You might by now have lost my thread, my rambling thoughts on translation are I suppose about who or what translates what and to what effect. Translation is first of all about taking an interest in something you don't understand. Gradually you seek to put something into your own language. But that language is not just a verbal one, we have sound languages, internal somatic languages, ones whereby we might converse with biotic foods, inter species languages whereby we might learn from behavioural nuances, architectural spatial languages, body languages, etc etc sometimes we will need to be able to talk the language of soil and at other times the language of the wind. 

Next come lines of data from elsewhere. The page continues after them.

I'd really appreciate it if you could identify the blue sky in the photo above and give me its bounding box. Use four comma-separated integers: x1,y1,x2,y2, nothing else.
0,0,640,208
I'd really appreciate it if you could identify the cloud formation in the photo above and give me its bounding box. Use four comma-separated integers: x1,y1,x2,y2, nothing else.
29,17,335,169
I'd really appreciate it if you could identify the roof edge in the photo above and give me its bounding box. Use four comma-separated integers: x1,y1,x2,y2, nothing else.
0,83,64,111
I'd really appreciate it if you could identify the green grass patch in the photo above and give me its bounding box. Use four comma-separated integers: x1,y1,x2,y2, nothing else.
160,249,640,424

The artist Jorinde Voigt has recently been translating written texts in drawings such as her Piece for Words and Views, where she has attempted to translate Roland Barthes’ A Lover's Discourse and Douglas R. Hofstadterʼs Gödel, Escher, Bach. Ein Endloses Geflochtenes Band into a series of 36 drawings. These works centre around particular words selected from Barthes' text and are an attempt to translate complex verbal ideas into a readable visual compositions. “My work is like music,” she says, “You can enjoy it without being able to read the score.”

Jorinde Voigt: Piece for Words and Views

Voigt's integration of text and images sets out to create a balance between two languages, the various linear arcs taken by her flowing writing, integrate with the other formal elements of her compositions, as she attempts to translate academic texts back into the visual poetry from which they would have emerged. I can see several parallels between what she is doing and my own interests in finding a visual language to translate the feelings we have that emanate from inside our bodies. The fact that I am also interested in animism helps to cross the human/object divide, as well as an interest in early magic. 

Knee pain as an anthropomorphic entity

My use of images such as the one above about knee pain, in votive rituals, is now being coupled with research into how people both communicate an awareness of inner or somatic awareness and how the communication can become formalised. Each element demands a degree of translation from one type of perceptual awareness into another.